Anlaşılan şu ki, Kılıçdaroğlu dokunulmazlık kalksın ama sadece kendi sevmedikleri milletvekilleri yargılansın, sevip desteklediklerine ise yargı dokunmasın istiyor. Peki! Nerde kaldı yargı önünde eşitlik?

HDP’li milletvekillerinin seçimle geldikleri de tartışmalı. Bana kalırsa bunlar seçimle değil, kalişnikofla, roketle, bombayla geldiler. Gelişleri demokratik değildi ki gidişleri de demokratik usullerle olsun. Suç işleye işleye geldiler, yaptıklarının hesabını verip gidecekler.
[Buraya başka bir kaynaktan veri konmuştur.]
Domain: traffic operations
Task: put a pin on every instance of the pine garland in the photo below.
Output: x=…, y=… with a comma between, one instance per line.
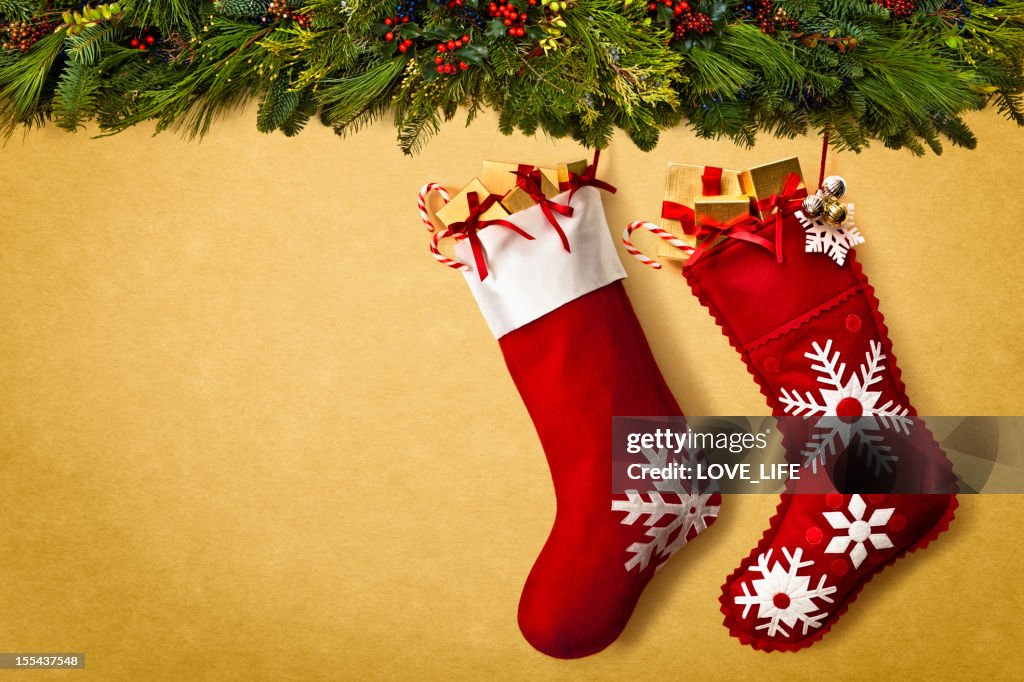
x=899, y=72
Şu bir gerçek. ABD ve AB biz bölmek ve güneydoğumuzu bizden koparmak istiyor. Bunun için de PKK’yı kullanıyor, destekliyor. PKK da bu destekle askerlerimizi, polislerimizi, korucularımızı, masum insanları öldürüyor. Kentleri harabeye çeviriyor.

PKK bunu yapıyor da peki siyasi desteği kimden alıyor? HDP’ye gerçek bir siyasi parti diyebilir miyiz? Asla diyemeyiz. PKK ile HDP’nin farklı olduğu yanlar ise sınırlı: PKK dağda, HDP şehirde yaşıyor. PKK’nın elinde silah var, HDP’nin boynunda kravat veya fular var.

CHP KENDİNE GELMELİDİR

CHP bu tavrıyla artık Atatürk’ün kurduğu parti olma özelliğini iyice yitirmiştir. Atatürk’ü rehber edinen, ben Atatürkçüyüm diyen hiç kimsenin vatan ve millet bütünlüğünü tehdit eden, Atatürk’ün kurduğu Türkiye Cumhuriyeti’ni yıkmaya çalışan FETO gibi, PKK gibi emperyalistlerin maşası terör örgütlerinin arkasında durmaya hakkı yoktur.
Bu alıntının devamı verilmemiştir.